Why was Sonny thinking about this rubbish? Him, an inner-city kid in the eighth grade? Did he believe all that garbage he was spewing to his friends and that they spewed back at him? No, not for a minute. But Sonny had come to that conclusion whenever his mind wandered back to those humiliating experiences of his youth; one that he and his companions were forced to go through every day of their lives. To be repeated endlessly, at the start of every school year. Start, stop, rinse, repeat. It was worse than being trapped inside a washing machine.
Public school was supposed to be the pride and joy of "Noo Yawk Shitty." That's what everybody thought of the Big Manzana (actually, by Sonny and his buddies). The shining beacon of the modern 1960s public school system, a fountain of knowledge to those in desperate need of it, had not lived up to these standards. And in many ways, it was all that. But, in equal measure, it really wasn't. The school system had a lot to overcome, even then, even now.

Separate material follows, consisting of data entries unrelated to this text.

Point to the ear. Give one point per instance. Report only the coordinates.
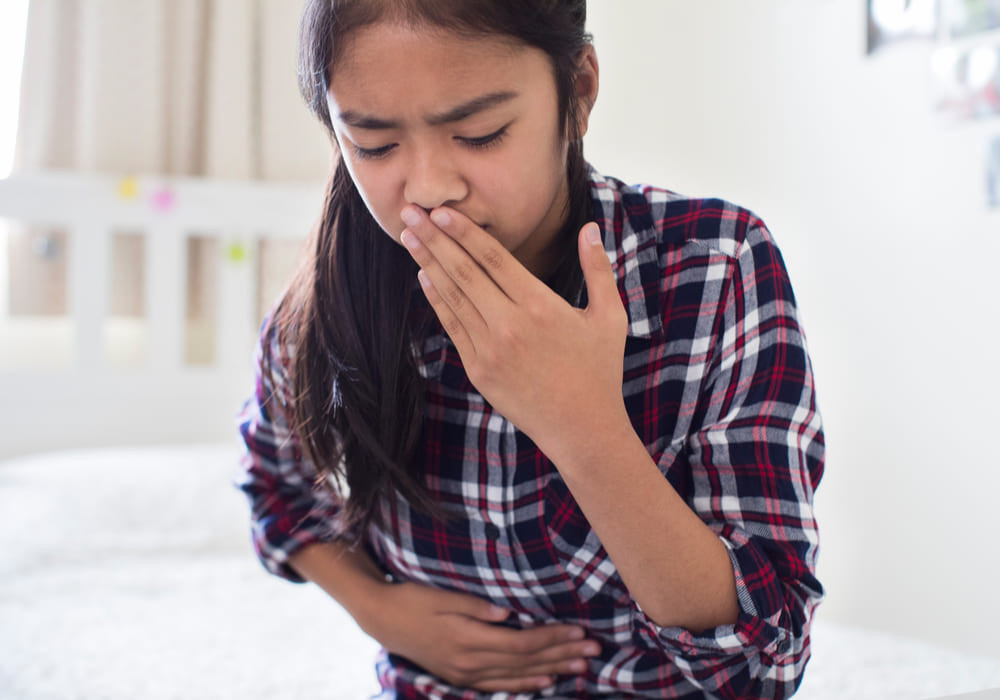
(585, 86)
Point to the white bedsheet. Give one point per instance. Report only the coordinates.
(126, 574)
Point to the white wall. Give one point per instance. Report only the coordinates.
(879, 208)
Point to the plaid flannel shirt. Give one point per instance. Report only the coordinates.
(718, 384)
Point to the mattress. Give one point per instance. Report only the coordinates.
(127, 573)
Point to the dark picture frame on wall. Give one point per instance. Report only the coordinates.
(891, 21)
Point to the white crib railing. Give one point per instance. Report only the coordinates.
(93, 402)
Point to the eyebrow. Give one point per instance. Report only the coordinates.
(456, 114)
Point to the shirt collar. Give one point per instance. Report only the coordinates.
(630, 242)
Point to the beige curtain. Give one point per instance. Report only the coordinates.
(187, 87)
(175, 87)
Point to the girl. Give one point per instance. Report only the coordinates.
(536, 430)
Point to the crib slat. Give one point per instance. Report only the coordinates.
(235, 313)
(166, 278)
(89, 290)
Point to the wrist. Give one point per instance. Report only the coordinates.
(597, 448)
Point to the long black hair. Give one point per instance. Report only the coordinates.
(358, 396)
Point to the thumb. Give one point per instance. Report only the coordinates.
(602, 287)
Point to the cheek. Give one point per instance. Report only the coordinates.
(381, 201)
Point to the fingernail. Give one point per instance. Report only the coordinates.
(409, 240)
(410, 217)
(593, 234)
(440, 217)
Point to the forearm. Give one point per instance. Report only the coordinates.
(348, 575)
(673, 565)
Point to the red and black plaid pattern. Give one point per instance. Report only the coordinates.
(718, 383)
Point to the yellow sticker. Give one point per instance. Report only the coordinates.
(236, 252)
(128, 187)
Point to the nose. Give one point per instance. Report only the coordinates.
(434, 180)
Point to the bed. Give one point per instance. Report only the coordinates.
(127, 573)
(125, 565)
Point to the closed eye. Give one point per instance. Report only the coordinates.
(485, 141)
(372, 153)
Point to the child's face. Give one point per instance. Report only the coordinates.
(430, 118)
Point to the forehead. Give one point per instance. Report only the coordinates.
(388, 66)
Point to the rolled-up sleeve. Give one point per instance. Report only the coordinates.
(756, 454)
(289, 507)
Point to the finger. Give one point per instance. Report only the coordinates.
(451, 323)
(515, 685)
(458, 264)
(454, 296)
(564, 658)
(522, 643)
(602, 285)
(503, 268)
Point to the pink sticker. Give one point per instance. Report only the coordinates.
(163, 199)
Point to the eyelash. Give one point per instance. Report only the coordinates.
(478, 143)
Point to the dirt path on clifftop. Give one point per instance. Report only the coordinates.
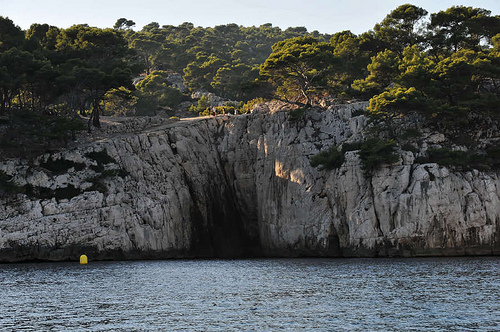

To begin with, there were far too many kids in the city's public school system, most of them from poor and working-class families, some of whose parents lived off Welfare, the term people used to describe public assistance.
"Relief, I think that's what they called it," remembered Sonny. Relief? Relief from what? From misery? Pain? Financial problems? All three maybe?
Food stamps, that's what families on relief were supposed to receive, and what they relied on. Stamps to buy their meals with, stamps for cigarettes, stamps for milk and bread. Usually purchased at the local grocery store. Mami shopped for a time at the old Hills Brothers Supermarket, a few blocks away from their Stratford Avenue apartment. When Hills Brothers went out of business in the mid-1960s, Mami switched to the nearby A&P, whatever those letters stood for. Some folks were getting subsidized housing, too, in many of those Public Housing Projects down the street.
It took the Delacruz family some time - nearly seven years by the Christian calendar - before they had gone down that trying road. Seven bad years. Despite their struggles, Papi never felt his family needed to rely on food stamps to ensure their survival, but they sure might have helped. Honestly, Papi never asked for food stamps. He was a proud man who refused to take the barest hint of a handout from anybody. Food stamps? Help with the rent? Not if he could help it. He had limited means, this was true, but he would rather sell off whatever material possessions he had than take charity from some crappy city agency.
That's how Papi was. Proud, always proud. Maybe too damn proud.